WICG / floc

This proposal has been replaced by the Topics API.
https://github.com/patcg-individual-drafts/topics
Other
936 stars 90 forks source link

Communication Between Google's FLoC Service and Chrome Browser #131

Closed geeeoff closed 2 years ago

geeeoff commented 2 years ago

I'd like to get a better understanding of the communication paths and data shared between Google and the Chrome browser in order to enable FLoC if/when this goes mainstream (no longer an origin trial).
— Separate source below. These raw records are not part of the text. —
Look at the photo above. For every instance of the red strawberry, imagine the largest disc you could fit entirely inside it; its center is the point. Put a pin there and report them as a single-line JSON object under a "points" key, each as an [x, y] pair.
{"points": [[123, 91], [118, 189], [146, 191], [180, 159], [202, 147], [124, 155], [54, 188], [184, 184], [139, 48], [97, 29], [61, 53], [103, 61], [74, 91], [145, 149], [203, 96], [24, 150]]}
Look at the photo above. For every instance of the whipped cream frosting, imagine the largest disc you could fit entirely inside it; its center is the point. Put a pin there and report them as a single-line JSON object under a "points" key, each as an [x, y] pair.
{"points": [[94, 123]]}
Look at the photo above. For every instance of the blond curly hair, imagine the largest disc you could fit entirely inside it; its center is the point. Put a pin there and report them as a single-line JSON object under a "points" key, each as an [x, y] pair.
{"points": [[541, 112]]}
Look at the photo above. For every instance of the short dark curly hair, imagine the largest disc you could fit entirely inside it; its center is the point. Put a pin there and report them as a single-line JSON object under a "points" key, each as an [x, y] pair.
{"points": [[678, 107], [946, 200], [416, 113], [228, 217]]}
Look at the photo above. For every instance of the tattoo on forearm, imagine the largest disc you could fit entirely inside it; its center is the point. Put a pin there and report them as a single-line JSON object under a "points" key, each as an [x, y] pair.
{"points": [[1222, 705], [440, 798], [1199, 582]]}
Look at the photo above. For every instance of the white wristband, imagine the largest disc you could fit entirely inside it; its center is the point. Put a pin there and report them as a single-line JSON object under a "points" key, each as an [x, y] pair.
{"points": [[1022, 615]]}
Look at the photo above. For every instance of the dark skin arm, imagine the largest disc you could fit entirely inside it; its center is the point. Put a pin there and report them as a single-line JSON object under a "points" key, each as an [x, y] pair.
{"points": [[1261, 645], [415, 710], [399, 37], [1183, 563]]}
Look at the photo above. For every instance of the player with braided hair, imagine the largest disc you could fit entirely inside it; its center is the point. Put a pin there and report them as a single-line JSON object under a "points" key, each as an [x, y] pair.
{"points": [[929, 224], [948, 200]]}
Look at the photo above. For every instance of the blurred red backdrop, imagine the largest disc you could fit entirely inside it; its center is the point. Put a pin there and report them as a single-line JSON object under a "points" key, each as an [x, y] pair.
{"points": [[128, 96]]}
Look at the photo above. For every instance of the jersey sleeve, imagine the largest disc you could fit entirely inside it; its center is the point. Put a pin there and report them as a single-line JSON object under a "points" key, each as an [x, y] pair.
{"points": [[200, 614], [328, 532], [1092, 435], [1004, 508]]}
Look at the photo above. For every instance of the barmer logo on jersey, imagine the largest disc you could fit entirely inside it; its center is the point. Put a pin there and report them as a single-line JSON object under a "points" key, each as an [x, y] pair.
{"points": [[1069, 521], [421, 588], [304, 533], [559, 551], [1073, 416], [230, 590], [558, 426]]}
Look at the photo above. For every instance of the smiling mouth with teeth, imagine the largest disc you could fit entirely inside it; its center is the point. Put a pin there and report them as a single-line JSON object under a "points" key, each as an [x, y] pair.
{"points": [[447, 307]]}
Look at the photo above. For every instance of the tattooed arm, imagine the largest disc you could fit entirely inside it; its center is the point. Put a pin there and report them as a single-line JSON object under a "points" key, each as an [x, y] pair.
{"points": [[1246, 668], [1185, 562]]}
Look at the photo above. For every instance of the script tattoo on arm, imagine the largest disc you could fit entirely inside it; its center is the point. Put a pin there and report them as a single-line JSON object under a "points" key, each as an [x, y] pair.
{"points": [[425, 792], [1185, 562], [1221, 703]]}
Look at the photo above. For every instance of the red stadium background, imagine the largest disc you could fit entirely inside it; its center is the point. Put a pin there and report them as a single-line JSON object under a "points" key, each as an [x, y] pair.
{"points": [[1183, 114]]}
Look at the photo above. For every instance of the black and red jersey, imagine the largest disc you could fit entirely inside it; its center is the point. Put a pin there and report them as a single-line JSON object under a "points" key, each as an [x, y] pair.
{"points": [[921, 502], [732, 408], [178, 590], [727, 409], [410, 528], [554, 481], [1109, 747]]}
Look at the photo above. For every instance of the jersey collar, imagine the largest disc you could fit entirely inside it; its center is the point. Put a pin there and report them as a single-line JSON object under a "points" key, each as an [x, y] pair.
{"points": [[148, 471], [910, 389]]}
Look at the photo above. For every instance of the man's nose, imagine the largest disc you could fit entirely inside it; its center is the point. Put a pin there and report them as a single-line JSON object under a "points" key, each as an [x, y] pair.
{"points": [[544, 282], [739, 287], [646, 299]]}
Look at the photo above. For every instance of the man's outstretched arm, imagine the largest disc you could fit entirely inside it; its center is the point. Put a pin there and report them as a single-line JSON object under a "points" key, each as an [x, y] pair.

From this site: https://web.dev/floc/

"The FLoC service used by the browser creates a mathematical model with thousands of "cohorts", each of which will correspond to thousands of web browsers with similar recent browsing histories." Assuming the flow here involves Google's FLoC service for the Chrome browser:

  1. How does the browser become aware of this model?
  2. How often does the browser receive a new model?
  3. Does the service ensure that any cohort included in the model is of sufficient size (k). What happens when k becomes too small?
  4. If the user elects NOT to share browsing history with Google via synch, and visits a completely new site or sites not in the model, what is the behavior of the model? Does it matter that the model isn't aware of the site?
  5. For the origin trial(s), is there any requirement for participants to share browsing history with Google?
michaelkleber commented 2 years ago

For the first version of FLoC (from the now-completed Origin Trial), see additional technical details at https://www.chromium.org/Home/chromium-privacy/privacy-sandbox/floc. I believe this answers all 5 of your questions already!

geeeoff commented 2 years ago

Thanks for sharing that document, Michael.

For the origin trial, did Google first generate the cohort space using anonymous, historical browsing history it has on hand?

I wasn't able to find an answer to //2. How often does the Chrome-operated, server-side pipeline provide a new model to the browsers? Apologies in advance if I overlooked this.

As a follow-up on //4, it seems possible that a browser may calculate its own 50-bit hash, and not find the unique prefix of that vector in the list of cohorts passed to browser by the Chrome-operated server-side pipeline. If yes, what is the behavior of document.interestCohort() ? Would it simply generate a new cohort ID that would be valid in the cohort space if/when the server-side pipeline eventually became aware of this particular browsing history pattern?

Related to //5, if the server-side pipeline is counting based on the 50-bit hash sent by the browser, then why is syncing of browsing history data required by each browser participating in the trial?

michaelkleber commented 2 years ago

For the origin trial, did Google first generate the cohort space using anonymous, historical browsing history it has on hand?

For the origin trial, we first generated the cohort space using a Chrome-operated server-side pipeline that counted how many times each 50-bit hash occurred among qualifying users — those for whom we log cohort calculations along with their sync data. This doesn't require looking at browsing data, just at SimHash counts.

  1. How often does the Chrome-operated, server-side pipeline provide a new model to the browsers?

The whole model was computed just one time. The SimHash-to-cohort mapping stayed the same for the entire origin trial.

it seems possible that a browser may calculate its own 50-bit hash, and not find the unique prefix of that vector in the list of cohorts passed to browser by the Chrome-operated server-side pipeline.

No — every SimHash has one and only one prefix that places it into a cohort. Cohorts were created by starting with all SimHash values in one big pool and then dividing that pool over and over again until further division would violated the size constraint. ("The 50-bit hashes start in two big cohorts: all hashes whose first bit is 0, versus all hashes whose first bit is 1. Then each cohort is repeatedly divided into two smaller cohorts by looking at successive bits of the hash value, as long as such a division yields two cohorts each with at least 2000 qualifying users.") So even if a browser generates a never-seen-before SimHash, the same division based on successive bits of the SimHash means the browser can tell which cohort it belongs in.

if the server-side pipeline is counting based on the 50-bit hash sent by the browser, then why is syncing of browsing history data required by each browser participating in the trial?

Great question! This is because hashing is not anonymization. (https://twitter.com/LeaKissner/status/1327404252268875776)

If a Chrome browser instance sends our server the 50-bit SimHash of what sites you've visited in the last week, then — with a lot of computing power — we might be able to figure out what the sites were. For people who are already sync'ing their browsing history, there's no risk of us doing this kind of brute-force computation and learning new previously-private data.